- Born: Detroit, Michigan March 25, 1950 (age 76)
- Occupations: Author; speaker; creative director;
- Known for: Apple advertising and "i" naming strategy; keynote speaker; simplicity advocate
- Website: kensegall.com

= Ken Segall =

American author (born 1950)

Ken Segall is an author and advertising creative director. Specializing in technology marketing, Segall was Steve Jobs' agency creative director for 12 years spanning NeXT and Apple, and also served as worldwide creative director at agencies for Dell, Intel and IBM.

== Early life ==
Kenneth Michael Segall was born in Detroit, Michigan, in 1950, the youngest of three children. His father's position with a retail chain forced the family to move several times before he was 10, taking him to Salina, Kansas, Ashtabula, Ohio, Detroit once again, and finally to Livingston, New Jersey. He graduated from Livingston High School in 1968 and earned a Bachelor of Science degree at Pennsylvania State University in 1972.

== Advertising ==

Segall joined ad agency Chiat/Day Los Angeles in 1979 as a file clerk. A creative career in the industry followed, from a first copywriting job on Smirnoff Vodka to creative director roles on global brands including Apple, IBM, BMW, Intel and Dell.

A 12-year working relationship with Steve Jobs began in 1988 when Segall joined NY agency Ammirati & Puris as creative director for Jobs’ new company, NeXT. When the agency resigned NeXT, Segall left to continue working with Jobs independently. In 1997, Jobs brought Apple back to its original agency (then called TBWA Chiat/Day).

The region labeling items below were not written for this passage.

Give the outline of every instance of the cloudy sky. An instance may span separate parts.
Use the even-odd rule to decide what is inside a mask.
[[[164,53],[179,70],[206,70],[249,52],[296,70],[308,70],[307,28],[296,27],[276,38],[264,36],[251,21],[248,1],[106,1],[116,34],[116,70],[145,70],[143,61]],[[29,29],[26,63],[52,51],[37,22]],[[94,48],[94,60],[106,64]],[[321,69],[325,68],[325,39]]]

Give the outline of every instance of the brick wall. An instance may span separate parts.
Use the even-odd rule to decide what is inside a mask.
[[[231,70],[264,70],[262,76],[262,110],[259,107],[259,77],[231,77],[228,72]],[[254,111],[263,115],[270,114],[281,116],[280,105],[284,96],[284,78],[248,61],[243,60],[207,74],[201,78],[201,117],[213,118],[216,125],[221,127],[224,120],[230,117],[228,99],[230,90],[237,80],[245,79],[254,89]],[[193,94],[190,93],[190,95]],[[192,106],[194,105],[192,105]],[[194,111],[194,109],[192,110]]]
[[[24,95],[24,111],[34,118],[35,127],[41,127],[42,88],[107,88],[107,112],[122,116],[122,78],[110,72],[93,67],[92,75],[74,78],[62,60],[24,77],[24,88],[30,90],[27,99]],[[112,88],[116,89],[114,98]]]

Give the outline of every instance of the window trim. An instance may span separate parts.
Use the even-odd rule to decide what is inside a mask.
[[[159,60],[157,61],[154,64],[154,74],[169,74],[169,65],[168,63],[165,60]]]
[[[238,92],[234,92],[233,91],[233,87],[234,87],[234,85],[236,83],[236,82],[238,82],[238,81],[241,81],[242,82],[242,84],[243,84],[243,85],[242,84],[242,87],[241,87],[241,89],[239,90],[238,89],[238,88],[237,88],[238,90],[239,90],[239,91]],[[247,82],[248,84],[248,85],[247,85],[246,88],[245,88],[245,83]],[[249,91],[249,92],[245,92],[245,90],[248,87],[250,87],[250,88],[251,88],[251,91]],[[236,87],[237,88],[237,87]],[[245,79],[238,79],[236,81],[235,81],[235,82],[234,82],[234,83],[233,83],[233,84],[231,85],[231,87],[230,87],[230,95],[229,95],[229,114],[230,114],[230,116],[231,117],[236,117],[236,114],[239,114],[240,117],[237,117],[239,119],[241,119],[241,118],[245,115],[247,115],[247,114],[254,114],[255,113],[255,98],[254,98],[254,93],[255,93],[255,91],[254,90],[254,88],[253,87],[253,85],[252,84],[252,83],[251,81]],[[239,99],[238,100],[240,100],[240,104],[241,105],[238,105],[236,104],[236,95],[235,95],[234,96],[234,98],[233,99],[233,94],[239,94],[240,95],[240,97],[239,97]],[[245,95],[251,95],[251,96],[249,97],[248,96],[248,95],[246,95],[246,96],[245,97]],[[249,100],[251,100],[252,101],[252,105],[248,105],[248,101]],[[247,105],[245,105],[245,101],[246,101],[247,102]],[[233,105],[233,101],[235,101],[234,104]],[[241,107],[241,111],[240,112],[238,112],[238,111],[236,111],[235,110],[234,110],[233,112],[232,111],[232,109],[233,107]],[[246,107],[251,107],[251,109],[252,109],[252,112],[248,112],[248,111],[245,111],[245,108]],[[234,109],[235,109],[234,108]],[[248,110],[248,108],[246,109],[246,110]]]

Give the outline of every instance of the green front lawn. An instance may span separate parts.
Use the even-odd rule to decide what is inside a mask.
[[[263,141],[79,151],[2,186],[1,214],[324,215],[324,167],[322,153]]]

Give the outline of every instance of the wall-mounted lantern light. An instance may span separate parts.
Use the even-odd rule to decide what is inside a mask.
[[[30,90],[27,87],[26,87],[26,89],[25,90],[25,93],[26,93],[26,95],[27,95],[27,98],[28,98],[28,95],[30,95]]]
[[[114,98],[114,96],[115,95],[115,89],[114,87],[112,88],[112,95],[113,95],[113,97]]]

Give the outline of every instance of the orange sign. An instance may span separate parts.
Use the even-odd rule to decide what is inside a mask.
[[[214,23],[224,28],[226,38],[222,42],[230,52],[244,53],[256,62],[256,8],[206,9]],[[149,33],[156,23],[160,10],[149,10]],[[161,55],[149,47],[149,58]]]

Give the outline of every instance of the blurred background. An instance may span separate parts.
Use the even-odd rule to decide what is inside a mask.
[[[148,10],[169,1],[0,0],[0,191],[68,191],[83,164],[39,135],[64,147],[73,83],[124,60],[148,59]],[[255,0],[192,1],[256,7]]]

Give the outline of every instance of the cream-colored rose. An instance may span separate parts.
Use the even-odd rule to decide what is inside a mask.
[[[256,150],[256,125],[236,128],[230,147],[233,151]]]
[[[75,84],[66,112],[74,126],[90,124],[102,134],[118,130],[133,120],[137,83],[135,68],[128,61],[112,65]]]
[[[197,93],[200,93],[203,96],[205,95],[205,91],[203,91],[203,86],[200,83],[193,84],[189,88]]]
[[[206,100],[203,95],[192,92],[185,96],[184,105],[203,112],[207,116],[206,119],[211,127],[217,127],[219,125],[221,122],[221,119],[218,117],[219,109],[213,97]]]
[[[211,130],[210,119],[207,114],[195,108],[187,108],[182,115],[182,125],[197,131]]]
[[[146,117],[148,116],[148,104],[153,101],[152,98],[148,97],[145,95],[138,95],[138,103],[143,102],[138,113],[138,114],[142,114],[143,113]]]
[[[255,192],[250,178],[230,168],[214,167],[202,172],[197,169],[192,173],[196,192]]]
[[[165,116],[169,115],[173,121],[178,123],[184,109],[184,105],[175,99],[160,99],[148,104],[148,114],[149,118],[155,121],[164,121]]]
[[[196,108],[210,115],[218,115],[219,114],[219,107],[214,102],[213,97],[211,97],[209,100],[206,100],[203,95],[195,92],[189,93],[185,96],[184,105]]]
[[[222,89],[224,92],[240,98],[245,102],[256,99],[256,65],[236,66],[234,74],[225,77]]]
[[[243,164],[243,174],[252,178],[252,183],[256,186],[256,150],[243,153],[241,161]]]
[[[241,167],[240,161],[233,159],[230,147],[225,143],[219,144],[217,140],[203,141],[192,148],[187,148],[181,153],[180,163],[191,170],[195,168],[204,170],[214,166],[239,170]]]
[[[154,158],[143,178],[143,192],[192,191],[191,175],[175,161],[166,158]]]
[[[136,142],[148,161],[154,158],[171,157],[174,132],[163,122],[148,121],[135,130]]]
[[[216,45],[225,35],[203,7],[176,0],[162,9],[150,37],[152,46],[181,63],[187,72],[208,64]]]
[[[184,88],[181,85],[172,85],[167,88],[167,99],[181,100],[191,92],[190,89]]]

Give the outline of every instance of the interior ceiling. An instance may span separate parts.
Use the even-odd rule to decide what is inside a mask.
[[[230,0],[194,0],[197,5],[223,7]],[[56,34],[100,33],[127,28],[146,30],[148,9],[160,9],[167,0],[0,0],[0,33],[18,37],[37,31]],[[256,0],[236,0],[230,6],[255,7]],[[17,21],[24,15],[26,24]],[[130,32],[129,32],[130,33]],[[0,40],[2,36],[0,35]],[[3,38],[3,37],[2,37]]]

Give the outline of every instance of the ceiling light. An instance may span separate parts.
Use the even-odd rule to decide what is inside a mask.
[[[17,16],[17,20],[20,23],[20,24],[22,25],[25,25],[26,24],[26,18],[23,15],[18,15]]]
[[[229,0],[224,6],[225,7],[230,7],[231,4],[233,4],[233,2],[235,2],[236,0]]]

There, Segall was global creative director for the "Think different" campaign, co-writer of the "Crazy Ones" launch commercial, and originated the "i" strategy behind the naming of iMac, iPod, iPhone and iPad.

In later years, Segall served as creative director for Intel at agency Euro RSCG, and chief creative officer at Enfatico (previously DaVinci), a worldwide network of 13 offices handling marketing for computer-maker Dell.

== Author and speaker ==
Segall has written two books on the power of simplicity, both published by Penguin—"Insanely Simple: The Obsession That Drives Apple's Success" (2012) and "Think Simple: How Smart Leaders Defeat Complexity" (2016).